Hans Urs von Balthasar Oración

El amor como acción

El amor no quiere más recompensa que el amor que corresponde. Para su amor Dios no quiere otra cosa de nosotros que el nuestro; «no amemos de palabra ni con la boca, sino con obras y en la verdad» (1Jn 3, 18).

Reducir este amor que se hace obra primera y sobre todo exclusivamente a una transmisión apostólica de hombre a hombre, significaría concebir la revelación del amor absoluto desde un punto de vista puramente funcional, como medio o impulso para un fin humano y no como un amor personal y absoluto.

La concentración antropológica de lo cristiano considerándolo como una mera ética suprime la perspectiva teo-lógica. Israel, que en ningún caso era (ni es) en primer lugar apostólico, tiene que permanecer aquí con atención: el Dios celoso que se da en la antigua alianza no quiere en primer lugar otra cosa para él que el amor fiel y celoso de la esposa. Porque el amor absoluto debe ser amado y ejercitado en el amante con la exclusión de toda competencia de objetos de amor relativos, que a la larga se convierten en ídolos cuando la fidelidad absoluta no es mantenida ante el amor absoluto.

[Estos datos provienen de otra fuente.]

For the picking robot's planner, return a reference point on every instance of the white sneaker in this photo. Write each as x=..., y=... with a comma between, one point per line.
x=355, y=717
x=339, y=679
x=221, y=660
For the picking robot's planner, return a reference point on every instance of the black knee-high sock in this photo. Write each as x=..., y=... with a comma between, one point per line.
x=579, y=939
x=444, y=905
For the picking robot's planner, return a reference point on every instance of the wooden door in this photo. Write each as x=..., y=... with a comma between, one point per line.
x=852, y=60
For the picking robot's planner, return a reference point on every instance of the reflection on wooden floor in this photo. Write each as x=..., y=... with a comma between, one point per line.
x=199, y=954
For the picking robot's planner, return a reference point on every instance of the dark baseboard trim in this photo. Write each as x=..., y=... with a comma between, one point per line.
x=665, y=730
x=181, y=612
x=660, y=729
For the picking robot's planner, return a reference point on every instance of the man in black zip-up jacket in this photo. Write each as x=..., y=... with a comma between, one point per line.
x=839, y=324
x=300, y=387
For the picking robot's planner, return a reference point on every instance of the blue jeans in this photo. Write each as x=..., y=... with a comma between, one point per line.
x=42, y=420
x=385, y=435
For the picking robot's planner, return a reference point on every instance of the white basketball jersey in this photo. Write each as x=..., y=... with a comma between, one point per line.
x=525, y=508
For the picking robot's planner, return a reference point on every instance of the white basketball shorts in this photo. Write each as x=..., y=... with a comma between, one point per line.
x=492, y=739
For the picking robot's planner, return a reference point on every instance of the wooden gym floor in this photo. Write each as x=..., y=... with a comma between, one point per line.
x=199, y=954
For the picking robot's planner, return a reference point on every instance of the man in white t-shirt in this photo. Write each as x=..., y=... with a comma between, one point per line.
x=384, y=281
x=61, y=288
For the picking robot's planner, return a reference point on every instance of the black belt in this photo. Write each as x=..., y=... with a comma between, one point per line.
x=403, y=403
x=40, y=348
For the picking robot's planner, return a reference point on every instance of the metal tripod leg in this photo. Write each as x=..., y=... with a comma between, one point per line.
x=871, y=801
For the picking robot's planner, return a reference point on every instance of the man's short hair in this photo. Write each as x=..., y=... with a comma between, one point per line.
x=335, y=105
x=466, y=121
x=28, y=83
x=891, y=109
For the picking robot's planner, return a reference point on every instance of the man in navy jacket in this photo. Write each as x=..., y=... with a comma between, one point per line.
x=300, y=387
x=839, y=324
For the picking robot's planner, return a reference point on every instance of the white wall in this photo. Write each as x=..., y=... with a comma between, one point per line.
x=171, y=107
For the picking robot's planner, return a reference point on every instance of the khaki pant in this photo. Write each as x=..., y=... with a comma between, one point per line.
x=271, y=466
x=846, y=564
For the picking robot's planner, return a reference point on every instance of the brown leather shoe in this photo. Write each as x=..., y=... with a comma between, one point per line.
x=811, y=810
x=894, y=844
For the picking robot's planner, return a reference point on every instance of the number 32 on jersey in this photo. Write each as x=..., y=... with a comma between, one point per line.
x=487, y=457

Todo «apostolado» cristiano es también una utilización práctica y una canalización que racionaliza el amor (…) hasta que no está dada la respuesta absoluta al amor absoluto como finalidad en sí misma. Esta respuesta se llama pura «adoración», pura «acción de gracias» que glorifica, aquella que tiene que ser conformada como forma de sentido de toda la existencia y esto con el incondicionado precedente de un estar-disponible-para el amor de Dios como fin en sí mismo y que desde el punto de vista terreno parece un sin sentido, en medio de las todavía urgentes y razonables ocupaciones (Lc 10, 42).

La preeminencia de la vida contemplativa respecto a la vida activa, de la gnosis respecto de la praxis liberadora que se da fuera del cristianismo, se corresponde con la preeminencia dada dentro del cristianismo a una vida entendida puramente como respuesta al amor de Dios que se entrega en la fe y con la confianza de que este amor –del cual proviene toda fecundidad– será suficientemente poderoso para extraer de toda donación nupcial desinteresada el fruto correspondiente para la humanidad y para el mundo. Esto es el Carmelo y toda verdadera vida «contemplativa» en la Iglesia: la palabra puede ser mal comprendida en el sentido gnóstico, pero esto significa la vida –alabada por Jesús– de María a los pies de Jesús.

La oración, tanto eclesial como personal, está preordenada a toda acción: de ninguna manera hay que entenderla en primer lugar como una fuente de poder psicológico («cargar las pilas» se dice ahora), sino como el acto, dado a luz en el amor, de glorificación y adoración, tratando de responder de una forma primaria y original a un amor gratuito y mostrando así que ha comprendido la manifestación divina.

Resulta tanto trágico como ridículo que los cristianos de nuestros días quieran hacer desaparecer esta preeminencia elemental testimoniada por todo el Antiguo y el Nuevo testamento, tanto por la vida de Jesús como por la teología de Pablo y de Juan, dando preferencia a un puro encuentro de Cristo en el prójimo o simplemente en el puro trabajo mundano y la actividad técnica. Ya no tiene capacidad de mantener en ella la distinción entre la tarea humana y la misión cristiana.

Quien, sin embargo, no conoce el rostro de Dios por la contemplación, no lo podrá volver a reconocer en la acción, ni siquiera cuando se ilumine frente a él en el rostro de los humillados y las víctimas.

También la fiesta de la eucaristía es anámnesis y, por ello, contemplación en el amor y comunión del amor con el amor,; y sólo desde ella nace el mandato cristiano de la misión en el mundo: ite missa-missio est. Entonces es posible esa «oración sin interrupción» que Pablo prescribe (1 Tes 5, 17), dentro de la acción misma, no tanto sobre la base de un ejercicio técnico según la forma oriental de la oración de Jesús, sino en analogía a como un joven lleva siempre presente y viva en su corazón la imagen de su amada, junto a las ocupaciones más ajenas, o como los caballeros de los antiguos romances, que orientaban todos sus actos a la glorificación de su amada.

La «buena intención» es la débil designación de una realidad mucho mayor, que en palabras cristianas diría: ser en todo «alabanza de la gloria de su gracia» (Ef 1, 6), para que «Dios sea glorificado en todo» (san Benito) y acontezca «todo para mayor gloria de Dios» (san Ignacio de Loyola).

Esta glorificación acontece en la medida que como acción humana se inspira desde el amor y tiende al amor.